Opinião

A dondoca e a arte – Totonho Laprovitera

 

 “Na essência somos iguais, nas diferenças nos respeitamos.” (Santo Agostinho)

Assistindo a uma aula-espetáculo do formidável escritor e dramaturgo Ariano Suassuna, escutei o seguinte caso.

Em Paris, por ocasião de uma exposição de pinturas de Henri Matisse, uma emperequetada dondoca comentou ao artista: – “Nunca vi cachorro azul…” Aí, o mestre francês rebateu: – “Madame, isso não é um cachorro. É uma pintura.”

Essa história me fez refletir sobre o quanto a arte é ultrajada pelos arrogantes e insensíveis. Desrespeitada.

Pois bem. Em meu percurso artístico, honra-me ter participado em 1988 da pintura do Painel para o Aeroporto Internacional Pinto Martins, em Fortaleza. Concebido pelo projeto Condomínio da Arte, o valor de sua aquisição foi destinado para o Iprede, ONG com décadas de atuação no combate à desnutrição infantil e foco no desenvolvimento da primeira infância. A instituição é referência no Ceará.

Participaram do Painel os seguintes artistas: Antenor Lago; Ascal; Barrinha; Cecília Castellini; Claudio Cesar; Edmar Gonçalves; Emília Porto; José Guedes; José Mesquita; Kazane; Maria Tereza Pinto; Magda; Mano Alencar; Marô; Maurício Cals; Raimundo Fagner; Tota; Totonho Laprovitera; e Vando Figueiredo. Pois é, nós, artistas, sempre temos feito a nossa (p)arte! Agora, infelizmente, com a administração da Fraport, o Painel sumiu do “Fortaleza Airport”.

Questionado pelo artista Francisco Ivo, a Ouvidoria da Fraport Brasil – Fortaleza esclareceu que “três grandes quadros estão no Terminal de Cargas Internacional e um outro está guardado, pois passará por um reparo”. Ora, em uma peça única, o Painel é formado por quatro módulos, o que eles chamam de quadros. Quer dizer, será que esquartejaram o Painel e enterraram a memória de uma bela história de Arte com alcance social, que enaltece a nossa Cultura?

Questionado por mim, com solicitação de visita técnica para verificarmos as atuais condições da obra de arte,  a Ouvidoria da Fraport Brasil – Fortaleza esclareceu: “Antes de mais nada, destacamos que respeitamos sobremaneira a obra artística que estava exposta no terminal de passageiros do Aeroporto Pinto Martins, assim como reconhecemos sua importância histórica/artística para a cultura da cidade de Fortaleza e do Estado do Ceará.
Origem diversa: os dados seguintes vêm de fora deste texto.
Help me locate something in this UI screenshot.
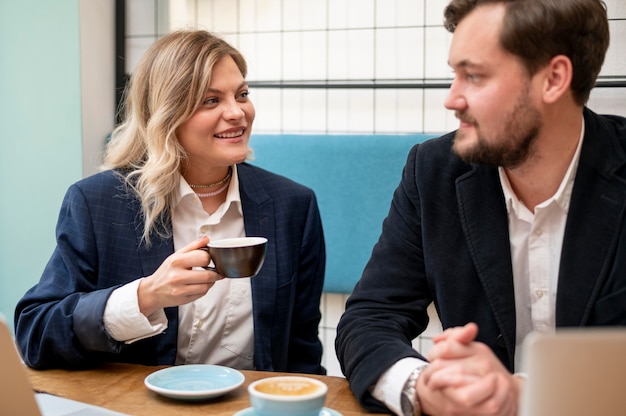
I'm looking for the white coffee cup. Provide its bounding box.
[248,376,328,416]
Por outro lado, informamos que o terminal de passageiros do Aeroporto Internacional Pinto Martins passou por uma grande reforma, em cumprimento ao Contrato de Concessão nº 004/ANAC/2017 e, em razão disso, e justamente para preservar a obra de tamanha importância, para evitar danos, o painel foi retirado e devidamente acondicionado no depósito da empresa. Ocorre que, após as reformas mencionadas, tendo em vista que não se tem conhecimento acerca do tombamento de tal obra e necessidade de manutenção no local onde estava exposta, a concessionária decidiu por não recolocá-las no local de onde foram retiradas, mas sim doá-las a alguma instituição que possa expô-la em local apropriado para tanto, dando o devido destaque que tal obra – de inquestionável valor histórico/artístico – merece. Aproveitamos o ensejo para pedir indicações de instituições que possam receber a obra.”

Insistimos e a visita técnica foi realizada. Representantes da Fraport reafirmaram a injusta decisão de se livrar do histórico  painel artístico, belíssima obra da arte cearense!

Tomara, Deus, que não valha a prática da cultura da “dondoca diante da arte”.